以前から自分が勝った対局、アガった場面しか振り返って見ることはしないと公言している佐々木は対局前、自身のTwitterで「連休に向け、何度も見返すことのできる試合にしたく思います。」と投稿、戦いへ向けた熱い思いを発信し続けていた。その佐々木に、東1局の親番で早々にチャンス手が訪れた。
ピンズが多い配牌で「ホンイツコンサルタント」の異名を取る佐々木らしく、染め手に一直線と思いきや、孤立の六万を残し、慎重にメンツ手を見るとこれがズバリうまくいき、タンヤオ・赤2のテンパイを果たす。これに沢崎が飛び込んで、佐々木は7700点のスタートダッシュを決めた。そして、単発の攻めで終わらないのが今期の“魔王”の恐ろしいところ。東2局にはリーチ・平和・赤・裏ドラの8000点を小林からアガって、持ち点は4万点を超えた。
佐々木がこの日相手にしていたのは、各チームにおけるエース級の3者。序盤のリードだけで悠々と逃げ切り勝ちとは問屋が卸さず、勝又、沢崎、小林それぞれに猛反撃を受けた。“ロボ”こと小林が親で跳満をツモり、ラス目からの挽回を期す勝又からもリーチで攻め立てられると、佐々木は3万点台まで点棒を削られ、沢崎とも肉薄するスコア状況となった。それでも表情は変わらず淡々と、かつ打牌スピードを落とさない佐々木らしい戦いぶり。終盤はディフェンス重視、抜群のバランスで南4局まで大きな失点をせず、個人成績単独トップとなる今期6勝目を獲得した。昨年、一昨年と序盤に不調が際立った佐々木に「スロースターター」の評価もあったが、今年はそれを覆す活躍ぶりだ。
インタビューでは「いやあ、苦しかったですね」と一言。今期はこれまで親で「8000は8800オール」という本人も過去に記憶がないと語るほど派手な倍満で、圧倒的なスコアでの勝利があったが、この日はライバルの反撃を凌ぎ切るまでに、かなり労力を要した様子だった。この日の解説を務めていた多井隆晴(RMU)は要所での佐々木の防御に言及し、「僕はMリーガー全員の打ち方を研究していますが、寿人さんは打ち方を変えてきていますね。2、3年前なら押しているところをしっかり守っている」と、スタイルの進化に唸る場面もあった。

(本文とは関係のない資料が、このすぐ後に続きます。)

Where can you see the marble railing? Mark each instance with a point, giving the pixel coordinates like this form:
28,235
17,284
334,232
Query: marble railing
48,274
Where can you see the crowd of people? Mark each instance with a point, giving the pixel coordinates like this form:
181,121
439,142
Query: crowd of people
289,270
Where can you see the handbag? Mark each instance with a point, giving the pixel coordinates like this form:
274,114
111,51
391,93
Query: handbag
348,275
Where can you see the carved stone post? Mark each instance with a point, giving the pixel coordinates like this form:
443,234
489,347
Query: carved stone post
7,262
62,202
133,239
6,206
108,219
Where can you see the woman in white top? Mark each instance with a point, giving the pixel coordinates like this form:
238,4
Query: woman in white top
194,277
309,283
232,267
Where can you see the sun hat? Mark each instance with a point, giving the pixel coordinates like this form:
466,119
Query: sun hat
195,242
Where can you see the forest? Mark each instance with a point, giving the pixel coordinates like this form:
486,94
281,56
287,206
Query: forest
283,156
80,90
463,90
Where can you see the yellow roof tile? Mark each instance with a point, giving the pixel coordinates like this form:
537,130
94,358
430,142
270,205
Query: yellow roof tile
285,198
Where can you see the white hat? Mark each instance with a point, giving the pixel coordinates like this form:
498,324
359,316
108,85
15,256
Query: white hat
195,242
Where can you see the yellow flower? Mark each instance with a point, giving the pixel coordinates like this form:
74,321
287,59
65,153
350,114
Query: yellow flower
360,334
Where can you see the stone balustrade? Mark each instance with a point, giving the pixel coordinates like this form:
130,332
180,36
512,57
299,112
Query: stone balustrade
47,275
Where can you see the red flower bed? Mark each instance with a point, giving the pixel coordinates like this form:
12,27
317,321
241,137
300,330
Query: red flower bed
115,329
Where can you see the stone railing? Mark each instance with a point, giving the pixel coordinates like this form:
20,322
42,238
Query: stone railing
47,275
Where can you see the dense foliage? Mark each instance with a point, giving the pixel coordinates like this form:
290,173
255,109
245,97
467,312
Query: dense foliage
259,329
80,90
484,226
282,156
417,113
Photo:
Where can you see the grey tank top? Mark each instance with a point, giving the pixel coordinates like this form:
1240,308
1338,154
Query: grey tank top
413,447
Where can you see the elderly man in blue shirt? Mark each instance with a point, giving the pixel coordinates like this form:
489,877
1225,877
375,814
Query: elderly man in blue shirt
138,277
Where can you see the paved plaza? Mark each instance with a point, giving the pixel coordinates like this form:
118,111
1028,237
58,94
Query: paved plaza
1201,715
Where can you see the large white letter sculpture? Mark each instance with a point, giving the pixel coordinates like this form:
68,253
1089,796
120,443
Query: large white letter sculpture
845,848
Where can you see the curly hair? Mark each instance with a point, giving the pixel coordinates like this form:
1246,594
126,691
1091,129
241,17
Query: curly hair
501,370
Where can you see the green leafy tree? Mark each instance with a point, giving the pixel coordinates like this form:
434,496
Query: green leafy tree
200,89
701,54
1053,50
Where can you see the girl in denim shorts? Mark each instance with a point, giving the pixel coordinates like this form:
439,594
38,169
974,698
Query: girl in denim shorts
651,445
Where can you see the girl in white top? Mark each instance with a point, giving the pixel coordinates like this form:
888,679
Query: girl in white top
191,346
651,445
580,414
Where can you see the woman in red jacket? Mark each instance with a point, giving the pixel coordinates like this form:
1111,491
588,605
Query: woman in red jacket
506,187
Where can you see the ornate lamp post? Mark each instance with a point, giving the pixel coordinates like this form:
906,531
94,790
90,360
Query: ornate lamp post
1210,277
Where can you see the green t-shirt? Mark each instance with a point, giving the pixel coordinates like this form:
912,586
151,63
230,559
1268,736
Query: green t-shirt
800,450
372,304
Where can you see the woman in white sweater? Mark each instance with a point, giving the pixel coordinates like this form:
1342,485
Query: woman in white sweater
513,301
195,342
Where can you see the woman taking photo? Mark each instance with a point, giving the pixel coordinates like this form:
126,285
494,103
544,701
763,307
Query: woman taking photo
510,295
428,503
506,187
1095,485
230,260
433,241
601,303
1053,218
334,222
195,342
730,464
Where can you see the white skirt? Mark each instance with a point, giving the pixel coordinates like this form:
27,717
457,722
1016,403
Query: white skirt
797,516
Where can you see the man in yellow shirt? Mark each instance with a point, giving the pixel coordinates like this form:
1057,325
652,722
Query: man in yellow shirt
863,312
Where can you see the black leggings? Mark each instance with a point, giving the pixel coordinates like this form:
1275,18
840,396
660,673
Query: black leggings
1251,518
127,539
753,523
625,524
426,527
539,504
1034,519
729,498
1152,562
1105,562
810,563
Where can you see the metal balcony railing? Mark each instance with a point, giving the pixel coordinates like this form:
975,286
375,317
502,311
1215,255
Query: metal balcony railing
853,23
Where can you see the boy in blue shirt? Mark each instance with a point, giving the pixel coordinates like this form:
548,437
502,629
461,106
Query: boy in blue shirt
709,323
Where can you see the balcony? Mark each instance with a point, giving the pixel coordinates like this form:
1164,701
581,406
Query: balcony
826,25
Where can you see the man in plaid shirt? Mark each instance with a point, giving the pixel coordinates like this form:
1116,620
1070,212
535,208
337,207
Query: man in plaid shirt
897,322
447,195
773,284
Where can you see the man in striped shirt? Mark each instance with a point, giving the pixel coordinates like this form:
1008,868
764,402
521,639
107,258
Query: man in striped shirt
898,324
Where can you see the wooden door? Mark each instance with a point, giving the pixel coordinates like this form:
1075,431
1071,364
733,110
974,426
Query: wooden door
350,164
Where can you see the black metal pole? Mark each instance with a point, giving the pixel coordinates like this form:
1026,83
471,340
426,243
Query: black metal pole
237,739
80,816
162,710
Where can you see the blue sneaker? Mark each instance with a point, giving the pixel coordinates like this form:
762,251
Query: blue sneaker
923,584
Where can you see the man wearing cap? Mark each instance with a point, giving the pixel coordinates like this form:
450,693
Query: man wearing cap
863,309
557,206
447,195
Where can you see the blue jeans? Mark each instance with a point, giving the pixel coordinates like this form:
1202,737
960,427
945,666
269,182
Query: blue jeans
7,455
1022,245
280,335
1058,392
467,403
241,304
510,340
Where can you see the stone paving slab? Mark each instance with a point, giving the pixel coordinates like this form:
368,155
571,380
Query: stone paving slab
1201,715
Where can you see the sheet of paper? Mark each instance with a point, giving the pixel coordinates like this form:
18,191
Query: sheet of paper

最後にはファンに向けて「3連休、ゆっくりお過ごしください」と一言。これには「苦しい勝利に見えたなさすがの寿人さんも」と激戦をねぎらうコメントや、「この人マジで強いよなあ」「勝ちっぷりがすごい」「麻雀の本質を理解してるんだな」と、強さを称える声が続いていた。
【第1試合結果】
1着 KONAMI麻雀格闘倶楽部・佐々木寿人(連盟)4万3900点/+63.9
2着 KADOKAWAサクラナイツ・沢崎誠(連盟)3万2200点/+12.2
3着 U-NEXT Pirates・小林剛(麻将連合)2万9900点/▲10.1
4着 EX風林火山・勝又健志(連盟)-6000点/▲66.0
※連盟=日本プロ麻雀連盟、最高位戦=最高位戦日本プロ麻雀協会、協会=日本プロ麻雀協会
◆Mリーグ 2018年に発足。2019シーズンから全8チームに。各チーム3人ないし4人、男女混成で構成され、レギュラーシーズンは各チーム90試合。上位6チームがセミファイナルシリーズ(各16試合)、さらに上位4位がファイナルシリーズ(12試合)に進出し、優勝を争う。